ほんと意地悪なんだからって、壱哉の脇腹を指で突く。

すると、思いの外くすぐったかったのか、体をくねらせた彼は私の腕を掴んで、仕返しとばかりに手を伸ばしてきた。腰辺りを掴まれ慌てて上半身を起こす。

その後ろでクスクス笑う声が聞こえる。


「腰が、弱いんだ」

「弱いのはそっちでしょ」


やだなぁ、もう、顔が熱い。

別にこんなの、ただのじゃれ合いなんだから、ドキドキする必要なんてどこにもないのに、頭とは違う反応を心がみせ、激しく動揺する。

ただの同級生だし、だたのクラスメイトだし。

私が好きなのは大貴くんで、ドキドキしちゃうのは、きっと異性に対して免疫が少ないだけだし、なのに、ああもう。

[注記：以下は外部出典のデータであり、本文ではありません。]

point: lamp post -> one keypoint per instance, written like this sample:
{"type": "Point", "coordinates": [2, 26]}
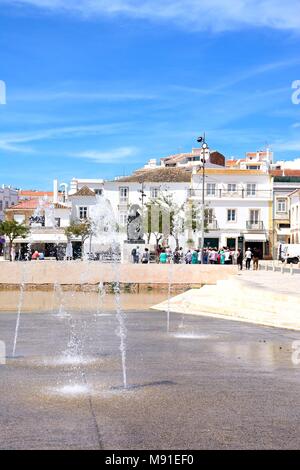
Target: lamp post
{"type": "Point", "coordinates": [203, 159]}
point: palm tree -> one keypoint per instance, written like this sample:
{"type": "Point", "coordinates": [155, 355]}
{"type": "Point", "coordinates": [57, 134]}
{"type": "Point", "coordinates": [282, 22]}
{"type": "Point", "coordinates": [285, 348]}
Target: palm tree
{"type": "Point", "coordinates": [12, 230]}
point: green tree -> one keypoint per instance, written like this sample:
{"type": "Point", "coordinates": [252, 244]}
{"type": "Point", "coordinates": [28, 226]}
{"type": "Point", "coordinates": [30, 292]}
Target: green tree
{"type": "Point", "coordinates": [79, 229]}
{"type": "Point", "coordinates": [12, 230]}
{"type": "Point", "coordinates": [172, 216]}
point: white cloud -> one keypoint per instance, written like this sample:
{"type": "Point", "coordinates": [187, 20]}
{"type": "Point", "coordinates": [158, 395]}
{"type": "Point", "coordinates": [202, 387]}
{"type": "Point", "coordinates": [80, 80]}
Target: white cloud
{"type": "Point", "coordinates": [109, 156]}
{"type": "Point", "coordinates": [73, 96]}
{"type": "Point", "coordinates": [291, 164]}
{"type": "Point", "coordinates": [9, 142]}
{"type": "Point", "coordinates": [287, 146]}
{"type": "Point", "coordinates": [216, 15]}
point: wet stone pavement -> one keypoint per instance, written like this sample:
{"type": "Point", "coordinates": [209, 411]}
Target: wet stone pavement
{"type": "Point", "coordinates": [209, 384]}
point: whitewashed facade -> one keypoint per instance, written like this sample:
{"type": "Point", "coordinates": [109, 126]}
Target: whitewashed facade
{"type": "Point", "coordinates": [294, 198]}
{"type": "Point", "coordinates": [8, 197]}
{"type": "Point", "coordinates": [238, 206]}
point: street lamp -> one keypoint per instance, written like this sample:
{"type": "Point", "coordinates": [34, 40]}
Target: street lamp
{"type": "Point", "coordinates": [204, 157]}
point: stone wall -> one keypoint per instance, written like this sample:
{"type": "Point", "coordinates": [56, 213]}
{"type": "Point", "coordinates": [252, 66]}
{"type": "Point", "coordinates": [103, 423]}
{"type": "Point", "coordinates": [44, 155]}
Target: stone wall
{"type": "Point", "coordinates": [78, 273]}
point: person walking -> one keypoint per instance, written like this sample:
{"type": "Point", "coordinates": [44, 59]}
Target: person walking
{"type": "Point", "coordinates": [188, 257]}
{"type": "Point", "coordinates": [195, 257]}
{"type": "Point", "coordinates": [176, 256]}
{"type": "Point", "coordinates": [163, 257]}
{"type": "Point", "coordinates": [248, 256]}
{"type": "Point", "coordinates": [256, 256]}
{"type": "Point", "coordinates": [239, 259]}
{"type": "Point", "coordinates": [145, 256]}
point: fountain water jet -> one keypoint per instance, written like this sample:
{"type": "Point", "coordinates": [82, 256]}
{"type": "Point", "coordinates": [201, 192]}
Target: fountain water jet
{"type": "Point", "coordinates": [105, 233]}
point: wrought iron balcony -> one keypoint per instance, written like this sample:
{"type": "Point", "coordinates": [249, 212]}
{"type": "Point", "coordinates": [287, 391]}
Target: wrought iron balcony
{"type": "Point", "coordinates": [218, 193]}
{"type": "Point", "coordinates": [211, 225]}
{"type": "Point", "coordinates": [255, 225]}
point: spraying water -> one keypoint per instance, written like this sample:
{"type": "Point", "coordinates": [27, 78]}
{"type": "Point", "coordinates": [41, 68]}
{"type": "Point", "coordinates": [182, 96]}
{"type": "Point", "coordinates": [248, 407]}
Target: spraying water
{"type": "Point", "coordinates": [170, 281]}
{"type": "Point", "coordinates": [20, 305]}
{"type": "Point", "coordinates": [105, 236]}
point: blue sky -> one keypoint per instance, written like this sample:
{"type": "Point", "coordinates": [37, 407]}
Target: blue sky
{"type": "Point", "coordinates": [96, 89]}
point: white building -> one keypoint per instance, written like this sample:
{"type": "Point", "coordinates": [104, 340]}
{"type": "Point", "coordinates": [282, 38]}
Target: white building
{"type": "Point", "coordinates": [46, 220]}
{"type": "Point", "coordinates": [8, 197]}
{"type": "Point", "coordinates": [261, 160]}
{"type": "Point", "coordinates": [238, 206]}
{"type": "Point", "coordinates": [142, 187]}
{"type": "Point", "coordinates": [295, 216]}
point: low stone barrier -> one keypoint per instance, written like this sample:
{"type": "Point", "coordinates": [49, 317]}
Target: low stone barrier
{"type": "Point", "coordinates": [84, 273]}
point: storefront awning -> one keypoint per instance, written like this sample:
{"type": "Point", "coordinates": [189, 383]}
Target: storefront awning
{"type": "Point", "coordinates": [255, 237]}
{"type": "Point", "coordinates": [43, 238]}
{"type": "Point", "coordinates": [284, 231]}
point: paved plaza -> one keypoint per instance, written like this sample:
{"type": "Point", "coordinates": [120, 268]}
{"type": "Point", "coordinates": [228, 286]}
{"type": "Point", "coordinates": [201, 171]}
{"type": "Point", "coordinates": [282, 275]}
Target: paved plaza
{"type": "Point", "coordinates": [208, 384]}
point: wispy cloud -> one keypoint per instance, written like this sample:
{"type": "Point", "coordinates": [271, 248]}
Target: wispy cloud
{"type": "Point", "coordinates": [10, 142]}
{"type": "Point", "coordinates": [113, 156]}
{"type": "Point", "coordinates": [75, 96]}
{"type": "Point", "coordinates": [216, 15]}
{"type": "Point", "coordinates": [292, 145]}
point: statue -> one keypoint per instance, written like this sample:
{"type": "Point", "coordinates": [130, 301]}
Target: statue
{"type": "Point", "coordinates": [135, 231]}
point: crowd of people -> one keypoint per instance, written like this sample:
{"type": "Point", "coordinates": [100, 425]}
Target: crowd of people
{"type": "Point", "coordinates": [223, 256]}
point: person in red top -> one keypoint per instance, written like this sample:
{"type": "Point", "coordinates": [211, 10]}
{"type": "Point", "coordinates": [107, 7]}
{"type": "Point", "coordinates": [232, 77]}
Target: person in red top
{"type": "Point", "coordinates": [35, 255]}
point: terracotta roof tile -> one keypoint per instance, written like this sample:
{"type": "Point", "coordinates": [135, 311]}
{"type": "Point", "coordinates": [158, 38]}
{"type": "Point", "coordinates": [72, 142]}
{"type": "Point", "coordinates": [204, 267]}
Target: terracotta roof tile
{"type": "Point", "coordinates": [84, 191]}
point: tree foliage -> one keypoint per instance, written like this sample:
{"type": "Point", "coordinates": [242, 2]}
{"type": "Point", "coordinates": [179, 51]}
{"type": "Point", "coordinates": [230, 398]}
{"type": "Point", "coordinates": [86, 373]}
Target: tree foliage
{"type": "Point", "coordinates": [12, 230]}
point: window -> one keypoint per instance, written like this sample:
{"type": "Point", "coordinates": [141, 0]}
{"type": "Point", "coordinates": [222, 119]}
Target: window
{"type": "Point", "coordinates": [231, 187]}
{"type": "Point", "coordinates": [281, 205]}
{"type": "Point", "coordinates": [254, 216]}
{"type": "Point", "coordinates": [124, 194]}
{"type": "Point", "coordinates": [154, 192]}
{"type": "Point", "coordinates": [251, 189]}
{"type": "Point", "coordinates": [231, 215]}
{"type": "Point", "coordinates": [83, 212]}
{"type": "Point", "coordinates": [123, 219]}
{"type": "Point", "coordinates": [210, 216]}
{"type": "Point", "coordinates": [19, 218]}
{"type": "Point", "coordinates": [211, 189]}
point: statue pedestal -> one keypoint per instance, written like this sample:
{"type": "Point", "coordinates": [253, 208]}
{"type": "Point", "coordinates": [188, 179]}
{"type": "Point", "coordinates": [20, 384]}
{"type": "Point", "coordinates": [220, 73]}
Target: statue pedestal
{"type": "Point", "coordinates": [127, 248]}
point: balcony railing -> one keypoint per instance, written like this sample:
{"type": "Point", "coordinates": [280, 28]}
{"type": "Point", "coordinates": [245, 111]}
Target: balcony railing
{"type": "Point", "coordinates": [224, 193]}
{"type": "Point", "coordinates": [255, 225]}
{"type": "Point", "coordinates": [211, 225]}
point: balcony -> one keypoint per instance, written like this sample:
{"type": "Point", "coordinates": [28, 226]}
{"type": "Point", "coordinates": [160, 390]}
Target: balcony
{"type": "Point", "coordinates": [211, 225]}
{"type": "Point", "coordinates": [255, 225]}
{"type": "Point", "coordinates": [225, 194]}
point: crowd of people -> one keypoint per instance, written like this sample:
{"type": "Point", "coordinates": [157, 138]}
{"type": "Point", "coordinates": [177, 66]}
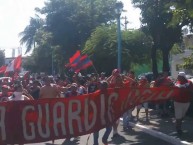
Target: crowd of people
{"type": "Point", "coordinates": [54, 87]}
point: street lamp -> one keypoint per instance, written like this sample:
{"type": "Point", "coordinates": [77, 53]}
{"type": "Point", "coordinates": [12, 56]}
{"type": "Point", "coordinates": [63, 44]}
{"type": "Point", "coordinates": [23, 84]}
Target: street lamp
{"type": "Point", "coordinates": [118, 10]}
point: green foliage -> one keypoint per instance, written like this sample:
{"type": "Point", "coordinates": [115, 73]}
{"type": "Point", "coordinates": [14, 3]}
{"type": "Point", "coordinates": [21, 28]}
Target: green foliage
{"type": "Point", "coordinates": [102, 47]}
{"type": "Point", "coordinates": [182, 13]}
{"type": "Point", "coordinates": [2, 57]}
{"type": "Point", "coordinates": [188, 63]}
{"type": "Point", "coordinates": [156, 16]}
{"type": "Point", "coordinates": [70, 23]}
{"type": "Point", "coordinates": [41, 58]}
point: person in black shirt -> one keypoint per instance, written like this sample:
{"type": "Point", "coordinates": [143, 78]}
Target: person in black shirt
{"type": "Point", "coordinates": [35, 90]}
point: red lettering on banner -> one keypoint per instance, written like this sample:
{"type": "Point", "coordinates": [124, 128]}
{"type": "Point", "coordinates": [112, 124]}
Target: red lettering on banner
{"type": "Point", "coordinates": [47, 119]}
{"type": "Point", "coordinates": [28, 136]}
{"type": "Point", "coordinates": [59, 122]}
{"type": "Point", "coordinates": [74, 115]}
{"type": "Point", "coordinates": [2, 123]}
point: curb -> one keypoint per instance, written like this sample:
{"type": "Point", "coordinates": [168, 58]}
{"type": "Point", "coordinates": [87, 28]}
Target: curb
{"type": "Point", "coordinates": [158, 134]}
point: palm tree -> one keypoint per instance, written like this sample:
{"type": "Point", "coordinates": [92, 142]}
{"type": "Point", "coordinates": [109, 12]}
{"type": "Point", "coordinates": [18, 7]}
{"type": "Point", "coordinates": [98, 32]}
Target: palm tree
{"type": "Point", "coordinates": [27, 36]}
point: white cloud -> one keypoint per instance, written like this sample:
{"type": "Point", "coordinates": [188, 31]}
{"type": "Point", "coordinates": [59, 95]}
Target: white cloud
{"type": "Point", "coordinates": [15, 16]}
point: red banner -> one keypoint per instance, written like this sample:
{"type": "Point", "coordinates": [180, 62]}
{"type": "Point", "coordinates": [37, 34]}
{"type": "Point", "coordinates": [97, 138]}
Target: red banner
{"type": "Point", "coordinates": [48, 119]}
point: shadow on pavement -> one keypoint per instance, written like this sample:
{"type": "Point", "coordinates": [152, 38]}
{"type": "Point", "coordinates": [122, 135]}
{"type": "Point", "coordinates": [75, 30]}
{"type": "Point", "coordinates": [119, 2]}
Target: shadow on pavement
{"type": "Point", "coordinates": [73, 141]}
{"type": "Point", "coordinates": [166, 125]}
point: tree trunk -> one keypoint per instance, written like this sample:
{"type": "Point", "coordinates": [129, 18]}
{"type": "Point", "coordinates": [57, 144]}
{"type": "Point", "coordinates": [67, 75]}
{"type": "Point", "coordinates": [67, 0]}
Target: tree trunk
{"type": "Point", "coordinates": [154, 61]}
{"type": "Point", "coordinates": [166, 66]}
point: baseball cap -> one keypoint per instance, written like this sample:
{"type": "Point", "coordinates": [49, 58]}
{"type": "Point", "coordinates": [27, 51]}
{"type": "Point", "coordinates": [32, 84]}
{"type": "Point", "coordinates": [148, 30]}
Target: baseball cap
{"type": "Point", "coordinates": [182, 74]}
{"type": "Point", "coordinates": [5, 87]}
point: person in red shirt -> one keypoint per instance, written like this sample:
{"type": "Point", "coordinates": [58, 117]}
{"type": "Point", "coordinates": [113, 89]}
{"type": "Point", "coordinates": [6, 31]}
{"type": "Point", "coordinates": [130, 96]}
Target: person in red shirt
{"type": "Point", "coordinates": [143, 83]}
{"type": "Point", "coordinates": [163, 81]}
{"type": "Point", "coordinates": [182, 101]}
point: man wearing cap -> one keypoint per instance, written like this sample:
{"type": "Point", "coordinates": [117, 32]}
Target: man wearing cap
{"type": "Point", "coordinates": [182, 101]}
{"type": "Point", "coordinates": [143, 83]}
{"type": "Point", "coordinates": [5, 93]}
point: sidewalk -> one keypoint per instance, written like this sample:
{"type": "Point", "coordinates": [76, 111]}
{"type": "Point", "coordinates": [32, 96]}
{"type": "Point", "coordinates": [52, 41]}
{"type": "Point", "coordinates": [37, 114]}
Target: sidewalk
{"type": "Point", "coordinates": [164, 128]}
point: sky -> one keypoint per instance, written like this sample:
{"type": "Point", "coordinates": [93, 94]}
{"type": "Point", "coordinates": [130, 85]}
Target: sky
{"type": "Point", "coordinates": [15, 16]}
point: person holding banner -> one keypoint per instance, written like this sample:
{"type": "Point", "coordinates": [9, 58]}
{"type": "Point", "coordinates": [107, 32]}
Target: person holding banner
{"type": "Point", "coordinates": [182, 102]}
{"type": "Point", "coordinates": [143, 83]}
{"type": "Point", "coordinates": [103, 88]}
{"type": "Point", "coordinates": [20, 93]}
{"type": "Point", "coordinates": [49, 90]}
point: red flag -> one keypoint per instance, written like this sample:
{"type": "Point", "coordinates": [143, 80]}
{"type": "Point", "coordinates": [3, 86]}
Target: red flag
{"type": "Point", "coordinates": [26, 75]}
{"type": "Point", "coordinates": [2, 69]}
{"type": "Point", "coordinates": [75, 58]}
{"type": "Point", "coordinates": [14, 65]}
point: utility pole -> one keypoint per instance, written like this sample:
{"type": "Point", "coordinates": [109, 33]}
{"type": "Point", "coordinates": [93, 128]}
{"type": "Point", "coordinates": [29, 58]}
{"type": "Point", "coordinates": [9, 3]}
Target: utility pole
{"type": "Point", "coordinates": [126, 22]}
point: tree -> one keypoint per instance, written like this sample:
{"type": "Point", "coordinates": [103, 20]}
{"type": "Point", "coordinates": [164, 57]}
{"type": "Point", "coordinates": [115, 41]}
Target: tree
{"type": "Point", "coordinates": [2, 57]}
{"type": "Point", "coordinates": [41, 58]}
{"type": "Point", "coordinates": [102, 48]}
{"type": "Point", "coordinates": [182, 13]}
{"type": "Point", "coordinates": [156, 16]}
{"type": "Point", "coordinates": [27, 36]}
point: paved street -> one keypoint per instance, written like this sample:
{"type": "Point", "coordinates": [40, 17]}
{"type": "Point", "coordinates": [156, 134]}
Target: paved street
{"type": "Point", "coordinates": [135, 136]}
{"type": "Point", "coordinates": [132, 137]}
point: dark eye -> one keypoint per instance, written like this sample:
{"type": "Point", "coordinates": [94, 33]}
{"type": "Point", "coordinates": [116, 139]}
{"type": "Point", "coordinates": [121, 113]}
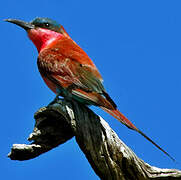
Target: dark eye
{"type": "Point", "coordinates": [46, 24]}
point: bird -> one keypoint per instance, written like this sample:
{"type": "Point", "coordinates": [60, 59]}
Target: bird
{"type": "Point", "coordinates": [68, 71]}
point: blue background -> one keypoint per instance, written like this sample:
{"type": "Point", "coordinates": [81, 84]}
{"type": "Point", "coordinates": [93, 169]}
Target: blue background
{"type": "Point", "coordinates": [136, 45]}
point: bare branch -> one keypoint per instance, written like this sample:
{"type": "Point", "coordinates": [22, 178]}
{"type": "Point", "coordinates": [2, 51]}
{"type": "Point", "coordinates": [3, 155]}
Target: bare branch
{"type": "Point", "coordinates": [108, 155]}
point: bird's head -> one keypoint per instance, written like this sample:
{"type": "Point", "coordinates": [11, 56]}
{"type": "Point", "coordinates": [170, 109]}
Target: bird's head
{"type": "Point", "coordinates": [42, 31]}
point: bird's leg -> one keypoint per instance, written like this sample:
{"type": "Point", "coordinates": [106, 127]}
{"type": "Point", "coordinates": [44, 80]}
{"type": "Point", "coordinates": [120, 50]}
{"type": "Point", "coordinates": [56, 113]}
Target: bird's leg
{"type": "Point", "coordinates": [58, 93]}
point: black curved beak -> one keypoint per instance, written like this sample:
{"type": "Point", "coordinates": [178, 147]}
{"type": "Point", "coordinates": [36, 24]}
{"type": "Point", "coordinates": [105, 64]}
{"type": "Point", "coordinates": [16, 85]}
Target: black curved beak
{"type": "Point", "coordinates": [23, 24]}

ゆっくりと上半身を起こした壱哉が、私の肩に腕を回してきたせいで、かき集めた言い訳が散り散りに飛んでいく。

残ったのは、頬の熱さと。

シトラスの香り。


「”初恋”」

「え?」

「さっきの、Keyの初恋って曲」

「あぁ、そうか。そうだった。うん、Keyのね」

「最近人気だよな、好き?」

「うん、す、き……」


好きだよ、の合間、唇に柔らかいものが触れた。

さっきよりも強く香るシトラスに、頭がくらくらする。体中が熱い。



甘く痺れるようなキスをしながら、

”初恋”は、特別な曲になるだろうと、そんなことを考えていた。